Issued on: 20/09/2022 – 11:50
A French court on Tuesday found three police officers guilty of manslaughter in connection with the death of a black man in Paris in 2015 and sentenced each to 15 months’ suspended prison term, a judge said.
Amadou Koume died after being pinned to the floor by officers in a bar, put into a chokehold and then left on his stomach for more than six minutes, his hands cuffed behind his back.
Koume, whose name has become a protest slogan in some communities against police brutality, died as a result of a slow “mechanical asphyxiation” according to a medical expert, the court heard at the trial.
“Hearing the word ‘guilty’ is satisfying, but the punishment is relatively lenient,” Eddy Arneton, a lawyer for the Koume family, told reporters afterwards.
The prosecutor had demanded a one-year suspended sentence because he believed that necessary and proportionate force had been used to immobilize Koume, but that the officers were negligent in letting him at his front.

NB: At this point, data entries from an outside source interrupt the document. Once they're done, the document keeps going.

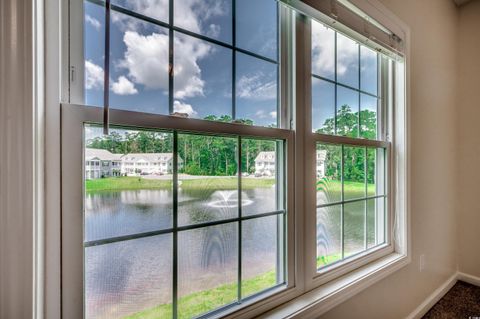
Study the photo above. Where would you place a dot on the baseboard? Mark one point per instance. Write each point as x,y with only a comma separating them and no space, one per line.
468,278
431,300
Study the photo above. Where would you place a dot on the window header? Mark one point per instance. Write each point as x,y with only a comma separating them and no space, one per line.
350,20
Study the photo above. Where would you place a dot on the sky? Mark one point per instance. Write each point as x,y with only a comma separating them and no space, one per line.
348,64
202,70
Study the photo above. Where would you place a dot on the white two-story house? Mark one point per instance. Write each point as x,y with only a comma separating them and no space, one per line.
148,163
265,163
101,163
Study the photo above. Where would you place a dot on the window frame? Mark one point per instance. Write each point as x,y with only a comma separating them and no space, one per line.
314,277
73,119
72,75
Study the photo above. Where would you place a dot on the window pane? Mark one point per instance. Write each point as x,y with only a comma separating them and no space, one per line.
368,70
208,269
208,180
354,172
323,106
347,112
138,65
323,51
375,222
211,18
94,52
202,79
329,173
329,235
354,227
128,182
129,279
347,61
261,245
372,174
256,90
156,9
376,171
368,116
259,176
257,27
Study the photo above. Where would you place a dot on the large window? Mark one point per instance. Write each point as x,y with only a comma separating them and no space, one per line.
193,223
205,59
351,189
252,154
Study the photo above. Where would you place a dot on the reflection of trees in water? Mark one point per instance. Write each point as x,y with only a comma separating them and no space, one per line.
219,246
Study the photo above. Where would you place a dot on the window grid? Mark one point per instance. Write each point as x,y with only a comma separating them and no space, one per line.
358,90
172,29
280,212
365,198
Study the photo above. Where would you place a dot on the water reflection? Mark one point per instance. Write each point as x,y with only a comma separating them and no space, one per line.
124,278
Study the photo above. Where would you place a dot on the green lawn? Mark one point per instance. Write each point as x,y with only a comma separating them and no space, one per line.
327,260
135,183
200,302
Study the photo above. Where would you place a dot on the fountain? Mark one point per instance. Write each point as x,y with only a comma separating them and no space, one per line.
227,199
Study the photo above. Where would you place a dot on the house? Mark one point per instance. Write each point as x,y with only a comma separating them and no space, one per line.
265,163
321,156
101,163
148,163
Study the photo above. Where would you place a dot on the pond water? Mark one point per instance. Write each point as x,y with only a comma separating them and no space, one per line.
126,277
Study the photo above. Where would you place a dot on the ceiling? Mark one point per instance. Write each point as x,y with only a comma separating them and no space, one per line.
461,2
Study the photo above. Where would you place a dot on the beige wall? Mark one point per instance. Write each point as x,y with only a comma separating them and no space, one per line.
469,139
16,160
433,135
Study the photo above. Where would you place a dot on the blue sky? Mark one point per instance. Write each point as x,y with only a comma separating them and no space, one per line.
202,72
348,63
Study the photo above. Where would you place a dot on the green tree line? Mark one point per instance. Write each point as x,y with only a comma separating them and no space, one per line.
217,155
201,154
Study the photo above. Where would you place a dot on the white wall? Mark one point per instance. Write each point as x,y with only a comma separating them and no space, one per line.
16,160
469,139
434,25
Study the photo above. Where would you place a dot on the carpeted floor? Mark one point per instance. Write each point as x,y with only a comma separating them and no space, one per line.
462,301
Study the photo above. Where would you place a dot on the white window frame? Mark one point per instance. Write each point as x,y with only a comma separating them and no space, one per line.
306,294
73,118
314,276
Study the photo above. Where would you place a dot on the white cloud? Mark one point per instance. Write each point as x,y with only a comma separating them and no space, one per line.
93,22
123,86
347,53
256,87
146,59
93,76
323,47
187,72
183,108
189,14
213,30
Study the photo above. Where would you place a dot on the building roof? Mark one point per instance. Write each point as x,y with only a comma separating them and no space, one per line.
103,155
148,157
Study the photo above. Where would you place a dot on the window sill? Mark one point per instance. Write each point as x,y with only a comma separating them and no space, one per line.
320,300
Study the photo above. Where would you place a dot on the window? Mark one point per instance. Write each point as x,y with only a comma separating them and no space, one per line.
351,195
188,224
233,155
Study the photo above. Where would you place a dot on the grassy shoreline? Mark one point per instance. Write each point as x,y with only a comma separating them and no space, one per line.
189,305
200,302
138,183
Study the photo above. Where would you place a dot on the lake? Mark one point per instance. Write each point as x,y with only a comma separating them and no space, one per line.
126,277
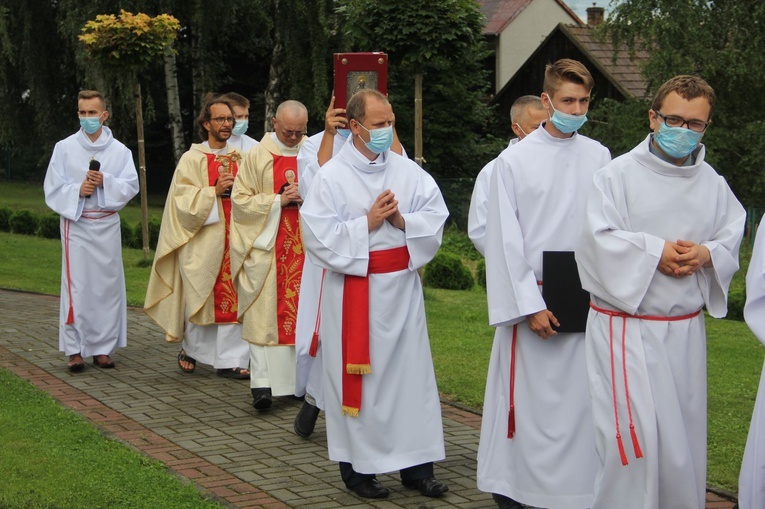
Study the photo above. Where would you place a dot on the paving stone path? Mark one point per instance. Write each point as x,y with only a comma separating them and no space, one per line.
203,426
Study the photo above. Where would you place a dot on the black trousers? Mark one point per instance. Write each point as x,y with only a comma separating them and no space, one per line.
352,478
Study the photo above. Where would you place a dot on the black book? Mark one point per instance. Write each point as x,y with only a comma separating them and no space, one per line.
562,291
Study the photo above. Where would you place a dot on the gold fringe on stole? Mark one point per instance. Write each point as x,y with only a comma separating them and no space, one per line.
350,411
358,369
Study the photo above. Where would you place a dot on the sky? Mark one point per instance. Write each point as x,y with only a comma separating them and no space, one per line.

Human rights groups say allegations of brutal, racist treatment of residents of often immigrant background by French police remain largely unaddressed, particularly in deprived suburbs of the city.
In 2020, as public anger over racial discrimination mounted following the death of George Floyd after he was detained by police in the United States, the French government pledged “zero tolerance” to racism within law enforcement agencies.
Police unions responded by accusing the government of making it a scapegoat for deep-seated divisions in French society.